The standout episodes tend to be those featuring guests drawn from the world of literary criticism, some of whom are voluble and self-deprecating, some of whom are laconic and collected, some of whom are gossipy and self-involved. I admit that my tolerance for literary gossip is higher than that of the average punter, but for now I’ll name no names. Listening, I’ve learnt about which readings Karl Ove looked best at (he is extremely good-looking), how to pronounce his name (which can’t be transliterated), Henry James’s theory of the novel. I’m not really sure I’ve learnt anything about Knausgaard that I didn’t already know: tall, full of shame, writes a lot, smokes a lot, possibly a towering genius, hates Sweden, writes books that you can’t put down about shame, writing, smoking and hating the Swedes, sometimes all at once.

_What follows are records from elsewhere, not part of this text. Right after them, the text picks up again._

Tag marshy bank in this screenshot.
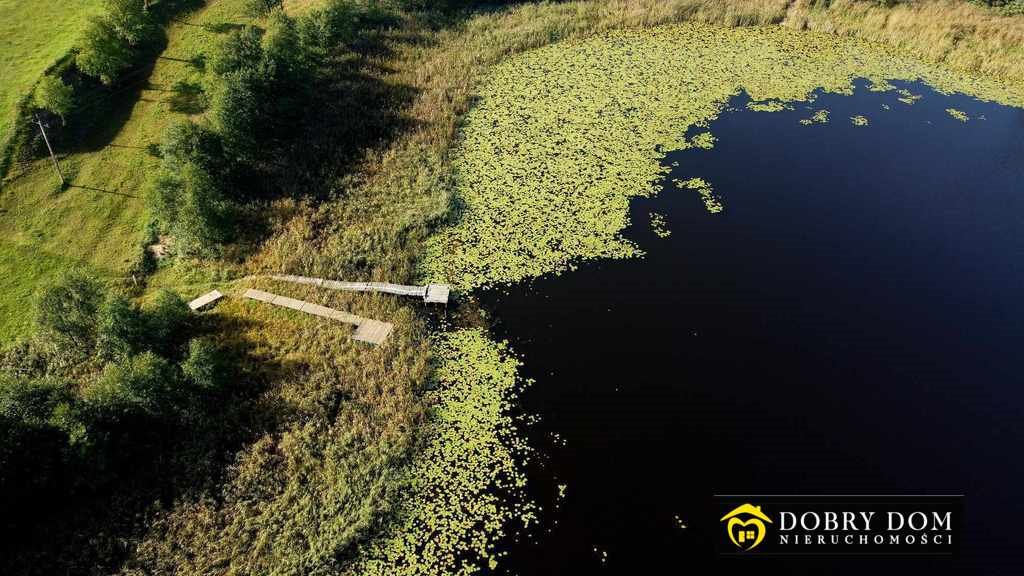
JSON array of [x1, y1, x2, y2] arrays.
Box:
[[3, 1, 1023, 575]]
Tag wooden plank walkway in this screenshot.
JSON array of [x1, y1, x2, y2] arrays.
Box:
[[271, 274, 450, 304], [188, 290, 224, 311], [243, 288, 393, 345]]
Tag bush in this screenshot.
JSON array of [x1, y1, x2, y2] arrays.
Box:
[[35, 271, 105, 359], [34, 76, 75, 125], [86, 352, 178, 419], [146, 290, 192, 358], [181, 338, 227, 392], [245, 0, 283, 18], [0, 375, 76, 431], [95, 296, 146, 363]]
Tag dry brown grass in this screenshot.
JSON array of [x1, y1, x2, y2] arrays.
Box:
[[786, 0, 1024, 85]]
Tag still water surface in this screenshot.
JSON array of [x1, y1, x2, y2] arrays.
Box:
[[480, 80, 1024, 575]]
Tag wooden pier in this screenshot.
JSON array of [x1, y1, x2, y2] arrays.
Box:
[[271, 274, 451, 304], [188, 290, 223, 311], [243, 288, 393, 345]]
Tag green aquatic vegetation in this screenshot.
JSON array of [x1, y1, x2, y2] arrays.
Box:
[[868, 79, 896, 92], [851, 115, 870, 126], [421, 23, 1024, 290], [349, 329, 536, 576], [687, 131, 717, 150], [676, 177, 723, 214], [649, 212, 671, 237], [799, 109, 830, 125], [747, 99, 791, 112], [897, 88, 923, 105], [946, 108, 969, 121]]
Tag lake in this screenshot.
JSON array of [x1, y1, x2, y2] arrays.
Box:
[[479, 79, 1024, 574]]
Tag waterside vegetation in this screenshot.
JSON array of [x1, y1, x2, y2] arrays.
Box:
[[1, 1, 1022, 575]]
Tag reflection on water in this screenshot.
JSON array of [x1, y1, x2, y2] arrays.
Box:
[[481, 80, 1024, 575]]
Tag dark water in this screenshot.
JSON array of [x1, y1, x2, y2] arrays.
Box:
[[481, 80, 1024, 575]]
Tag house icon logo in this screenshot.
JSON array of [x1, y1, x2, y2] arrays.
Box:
[[720, 503, 773, 551]]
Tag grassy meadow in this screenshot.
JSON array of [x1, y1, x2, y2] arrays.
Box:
[[0, 0, 1022, 575], [0, 0, 255, 342], [0, 0, 104, 148]]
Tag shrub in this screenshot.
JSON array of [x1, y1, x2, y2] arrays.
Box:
[[0, 375, 76, 431], [86, 352, 178, 419], [245, 0, 283, 18], [181, 338, 227, 392], [146, 290, 192, 358], [34, 76, 75, 126], [95, 296, 146, 363], [35, 271, 105, 359]]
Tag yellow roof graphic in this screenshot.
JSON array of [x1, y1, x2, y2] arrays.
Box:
[[720, 503, 773, 523]]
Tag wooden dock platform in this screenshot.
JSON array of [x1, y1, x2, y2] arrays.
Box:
[[188, 290, 224, 311], [271, 274, 451, 304], [243, 288, 393, 345]]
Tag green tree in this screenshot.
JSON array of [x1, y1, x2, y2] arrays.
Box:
[[146, 290, 192, 358], [76, 0, 154, 84], [212, 25, 264, 76], [35, 272, 105, 359], [33, 76, 75, 125], [95, 296, 146, 363], [147, 162, 233, 255], [104, 0, 153, 46], [159, 120, 229, 178], [0, 375, 76, 430], [76, 17, 135, 84], [86, 352, 178, 419]]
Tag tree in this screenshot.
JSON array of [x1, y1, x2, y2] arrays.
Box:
[[95, 296, 146, 363], [212, 25, 264, 76], [146, 290, 192, 358], [104, 0, 153, 46], [86, 352, 178, 419], [75, 0, 154, 84], [147, 162, 233, 255], [35, 271, 105, 359], [159, 120, 229, 178], [76, 17, 135, 84], [34, 76, 74, 125], [213, 13, 311, 168]]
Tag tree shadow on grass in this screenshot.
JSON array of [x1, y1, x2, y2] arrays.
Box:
[[167, 81, 208, 114]]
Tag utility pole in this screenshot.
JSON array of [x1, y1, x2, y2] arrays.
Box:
[[33, 113, 64, 186]]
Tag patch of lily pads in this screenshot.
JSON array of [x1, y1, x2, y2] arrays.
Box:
[[349, 330, 536, 576], [421, 23, 1022, 290]]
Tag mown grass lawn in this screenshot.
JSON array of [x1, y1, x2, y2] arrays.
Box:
[[0, 0, 104, 147]]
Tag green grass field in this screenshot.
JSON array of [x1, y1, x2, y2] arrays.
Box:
[[0, 0, 103, 148], [0, 0, 254, 343]]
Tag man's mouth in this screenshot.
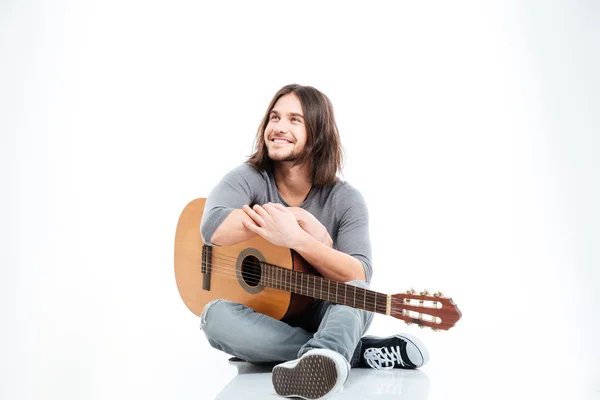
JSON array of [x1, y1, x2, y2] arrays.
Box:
[[271, 138, 293, 144]]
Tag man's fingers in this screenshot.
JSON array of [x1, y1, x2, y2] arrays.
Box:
[[252, 204, 271, 219], [269, 203, 287, 212], [262, 203, 282, 214], [243, 205, 266, 226], [242, 219, 263, 235]]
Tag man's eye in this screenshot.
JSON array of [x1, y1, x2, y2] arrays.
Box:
[[270, 115, 279, 120], [291, 117, 300, 122]]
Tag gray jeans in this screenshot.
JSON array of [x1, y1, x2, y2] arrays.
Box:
[[200, 280, 374, 367]]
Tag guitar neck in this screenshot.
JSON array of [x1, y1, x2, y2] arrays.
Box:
[[261, 262, 390, 316]]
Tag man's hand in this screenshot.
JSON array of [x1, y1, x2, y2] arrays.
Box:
[[241, 203, 309, 249], [289, 207, 333, 248]]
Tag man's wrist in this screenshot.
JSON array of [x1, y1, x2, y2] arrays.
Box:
[[293, 229, 314, 252], [288, 206, 306, 225]]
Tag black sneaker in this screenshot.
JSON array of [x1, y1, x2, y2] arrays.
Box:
[[358, 333, 429, 370]]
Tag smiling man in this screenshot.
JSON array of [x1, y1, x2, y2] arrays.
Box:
[[199, 84, 429, 399]]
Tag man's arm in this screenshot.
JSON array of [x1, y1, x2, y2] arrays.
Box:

Yes, it’s rambling — and then some. The temptation is to retort ‘that’s the point’ —though to do so wouldn’t be in the spirit of Our Struggle, which conducts its lengthy digressions with a genial unconcern for either the task at hand or what anyone might think about it. I think of it as occupying a space between an ultra-chic art world and politics podcast like Red Scare and a long coffee with well-read friends you wish you saw more often. Perhaps, at worst, you might find it a little pointedly cool, and it sometimes feels that way from tweedy England. Some people might tune out, thinking disconsolately: ‘If the digression’s too long, then I must be too old.’ But why do that when you could just be cool. Turn on, tune in, talk trash about the Swedes.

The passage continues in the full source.